On Monday, the Supreme Court actually handed Trump a win on the travel ban -- albeit not a complete one.
The
Court decided to hear the full case in October but, in the meantime,
knocked down the lower courts' move to completely shelve the ban.
Instead, the Supremes ruled that some foreign nationals from the six
states included in the second executive order could be kept from entering the U.S.
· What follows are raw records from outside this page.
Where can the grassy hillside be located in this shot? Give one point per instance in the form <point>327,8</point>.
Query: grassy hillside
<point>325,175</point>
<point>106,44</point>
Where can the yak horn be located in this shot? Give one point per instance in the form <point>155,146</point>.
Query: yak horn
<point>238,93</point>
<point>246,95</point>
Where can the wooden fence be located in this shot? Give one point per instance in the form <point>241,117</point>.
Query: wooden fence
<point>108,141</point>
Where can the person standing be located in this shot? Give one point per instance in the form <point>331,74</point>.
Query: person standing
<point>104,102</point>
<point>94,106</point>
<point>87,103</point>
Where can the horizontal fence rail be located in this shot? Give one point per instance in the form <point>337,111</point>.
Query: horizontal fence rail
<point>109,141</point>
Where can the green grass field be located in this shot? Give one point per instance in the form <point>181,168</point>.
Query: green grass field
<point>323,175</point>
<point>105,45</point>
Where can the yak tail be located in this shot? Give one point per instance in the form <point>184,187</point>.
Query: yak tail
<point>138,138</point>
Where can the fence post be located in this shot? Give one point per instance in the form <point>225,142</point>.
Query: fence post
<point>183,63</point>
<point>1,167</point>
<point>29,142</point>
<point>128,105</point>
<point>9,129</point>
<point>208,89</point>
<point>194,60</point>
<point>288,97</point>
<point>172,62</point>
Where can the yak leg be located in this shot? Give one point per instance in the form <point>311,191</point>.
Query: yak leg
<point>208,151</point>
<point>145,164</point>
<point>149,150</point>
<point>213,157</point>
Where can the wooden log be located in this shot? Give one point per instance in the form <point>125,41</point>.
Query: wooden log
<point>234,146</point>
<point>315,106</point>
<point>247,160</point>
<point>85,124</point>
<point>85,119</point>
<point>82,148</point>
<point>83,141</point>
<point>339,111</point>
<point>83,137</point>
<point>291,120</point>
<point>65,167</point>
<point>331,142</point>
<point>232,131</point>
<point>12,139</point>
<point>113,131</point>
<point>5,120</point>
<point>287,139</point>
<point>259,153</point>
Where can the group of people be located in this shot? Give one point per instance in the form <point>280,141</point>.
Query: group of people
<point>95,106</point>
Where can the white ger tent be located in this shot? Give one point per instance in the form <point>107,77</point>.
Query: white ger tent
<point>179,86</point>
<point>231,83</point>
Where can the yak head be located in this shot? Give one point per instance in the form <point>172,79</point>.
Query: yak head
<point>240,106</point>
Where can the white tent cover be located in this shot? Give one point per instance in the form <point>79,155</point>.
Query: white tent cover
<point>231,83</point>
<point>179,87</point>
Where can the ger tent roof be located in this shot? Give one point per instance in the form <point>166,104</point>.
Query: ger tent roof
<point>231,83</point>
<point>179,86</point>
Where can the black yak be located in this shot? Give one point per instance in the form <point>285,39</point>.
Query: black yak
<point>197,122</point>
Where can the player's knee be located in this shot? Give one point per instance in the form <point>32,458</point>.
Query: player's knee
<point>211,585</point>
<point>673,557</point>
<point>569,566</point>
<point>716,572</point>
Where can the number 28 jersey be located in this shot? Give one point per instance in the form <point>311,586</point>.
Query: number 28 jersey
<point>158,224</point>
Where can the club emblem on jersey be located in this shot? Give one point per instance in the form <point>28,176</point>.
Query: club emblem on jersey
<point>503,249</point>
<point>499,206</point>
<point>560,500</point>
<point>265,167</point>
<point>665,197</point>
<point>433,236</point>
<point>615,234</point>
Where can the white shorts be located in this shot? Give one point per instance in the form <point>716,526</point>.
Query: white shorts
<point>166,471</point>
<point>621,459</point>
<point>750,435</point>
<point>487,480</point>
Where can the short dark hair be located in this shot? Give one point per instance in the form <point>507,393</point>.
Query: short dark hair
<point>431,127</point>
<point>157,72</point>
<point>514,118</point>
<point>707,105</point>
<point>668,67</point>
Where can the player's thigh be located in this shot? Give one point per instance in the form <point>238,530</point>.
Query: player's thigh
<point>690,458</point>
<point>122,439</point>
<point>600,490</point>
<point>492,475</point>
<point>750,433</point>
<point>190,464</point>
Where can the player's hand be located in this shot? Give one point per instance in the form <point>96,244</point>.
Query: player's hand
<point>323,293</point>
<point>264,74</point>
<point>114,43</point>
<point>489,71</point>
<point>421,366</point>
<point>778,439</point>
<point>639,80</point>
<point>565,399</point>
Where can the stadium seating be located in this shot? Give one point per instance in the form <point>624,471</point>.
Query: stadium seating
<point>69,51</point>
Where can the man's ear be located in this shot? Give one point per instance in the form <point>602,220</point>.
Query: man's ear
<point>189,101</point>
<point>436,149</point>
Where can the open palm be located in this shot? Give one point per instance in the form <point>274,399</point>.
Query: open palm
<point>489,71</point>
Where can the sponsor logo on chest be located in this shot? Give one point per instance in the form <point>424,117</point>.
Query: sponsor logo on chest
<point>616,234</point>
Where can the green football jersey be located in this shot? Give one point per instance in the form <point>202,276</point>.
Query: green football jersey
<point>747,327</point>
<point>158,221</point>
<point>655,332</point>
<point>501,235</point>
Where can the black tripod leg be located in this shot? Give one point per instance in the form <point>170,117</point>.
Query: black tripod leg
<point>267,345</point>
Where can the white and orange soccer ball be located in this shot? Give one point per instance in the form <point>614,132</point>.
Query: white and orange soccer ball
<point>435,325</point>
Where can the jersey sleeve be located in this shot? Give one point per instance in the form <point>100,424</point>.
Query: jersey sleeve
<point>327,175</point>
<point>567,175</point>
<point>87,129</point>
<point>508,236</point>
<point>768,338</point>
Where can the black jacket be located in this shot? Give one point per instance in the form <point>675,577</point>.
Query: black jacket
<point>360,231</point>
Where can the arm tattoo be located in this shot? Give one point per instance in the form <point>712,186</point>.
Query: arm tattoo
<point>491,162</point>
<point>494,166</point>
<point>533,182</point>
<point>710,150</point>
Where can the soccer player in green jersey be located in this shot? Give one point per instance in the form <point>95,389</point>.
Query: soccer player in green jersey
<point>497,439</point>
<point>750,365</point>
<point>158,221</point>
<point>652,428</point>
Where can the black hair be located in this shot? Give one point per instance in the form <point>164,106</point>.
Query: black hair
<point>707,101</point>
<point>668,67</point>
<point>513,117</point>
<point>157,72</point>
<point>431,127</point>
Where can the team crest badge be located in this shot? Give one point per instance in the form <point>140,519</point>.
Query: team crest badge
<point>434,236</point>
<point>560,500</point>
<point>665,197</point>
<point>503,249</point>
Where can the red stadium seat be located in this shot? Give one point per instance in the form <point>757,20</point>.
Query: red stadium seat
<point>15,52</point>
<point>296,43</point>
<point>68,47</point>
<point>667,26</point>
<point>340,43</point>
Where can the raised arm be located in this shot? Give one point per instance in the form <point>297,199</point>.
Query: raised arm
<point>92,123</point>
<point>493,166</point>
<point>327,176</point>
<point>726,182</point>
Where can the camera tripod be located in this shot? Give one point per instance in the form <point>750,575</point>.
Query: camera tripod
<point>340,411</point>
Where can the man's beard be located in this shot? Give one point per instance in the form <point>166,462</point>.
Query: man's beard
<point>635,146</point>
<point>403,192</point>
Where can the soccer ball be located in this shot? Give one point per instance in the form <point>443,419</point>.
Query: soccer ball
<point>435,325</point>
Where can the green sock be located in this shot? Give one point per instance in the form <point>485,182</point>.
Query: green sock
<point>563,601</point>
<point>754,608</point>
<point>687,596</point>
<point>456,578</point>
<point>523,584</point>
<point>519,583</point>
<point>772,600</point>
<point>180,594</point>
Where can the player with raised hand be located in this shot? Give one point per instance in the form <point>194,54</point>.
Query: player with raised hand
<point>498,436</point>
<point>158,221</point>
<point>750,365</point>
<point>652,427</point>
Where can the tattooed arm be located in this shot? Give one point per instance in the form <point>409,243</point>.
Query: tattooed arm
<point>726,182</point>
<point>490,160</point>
Here's the exact language:
"In
practical terms, this means that §2(c) may not be enforced against
foreign nationals who have a credible claim of a bona fide relationship
with a person or entity in the United States. All other foreign
nationals are subject to the provisions of EO--2."
"All
other foreign nationals are subject to the provisions of [Executive
Order]--2," is the key line there -- affirming that a not-insignificant
piece of the Trump travel ban can go into effect while the Court waits
to rule on the constitutionality of the broader ban.
What's
less clear -- at least to me -- is what a "bona fide relationship"
means. Is that blood connection? Close friend? And who decides what a
"credible" claim of a "bona fide" relationship is?
That
is a legal question, of course, not a political one. The political
reality is far clearer: After a string of losses, Donald Trump just won
one. And it's not a small one.
While
some legal observers suggested that the Court's initial ruling on the
ban suggests that the nine justices will likely uphold the full ban come
the fall, predicting what the Court will do is rarely a good gamble.
(Predictions of how the Court would rule on the constitutionality of the
Affordable Care Act were, literally, all over the place.)
And,
if the Court eventually rules that Trump doesn't have it within his
powers to install a travel ban, Monday's ruling will be seen as a
Pyrrhic victory.
Still, good news
-- on the travel ban or anything else -- has been hard to come by for
Trump in his first 157 days in office. And this is good news -- particularly for the base voters that Trump has so carefully cultivated in his first months in office.
Consider this: A CBS News poll
conducted in late April showed that 53% opposed "temporarily preventing
people entering the U.S. from some majority Muslim countries." But,
among self-identified Republicans almost three in four (72%) supported
the ban.
This decision will be
cheered by Trump's base. Trump himself will undoubtedly tout it as
vindication for what he has insisted all along: That he has the power to
institute this sort of ban. (He hasn't tweeted about it as of 11:30 am
ET.) Congressional Republicans, forever nervous about Trump's political
prospects vis a vis their own, will breathe the slightest sigh of
relief.
By the fall, this victory could look like a false positive. But, today it is
a positive. And it looks a whole hell of a lot like an oasis for Trump
in the political desert he has been trudging through of late.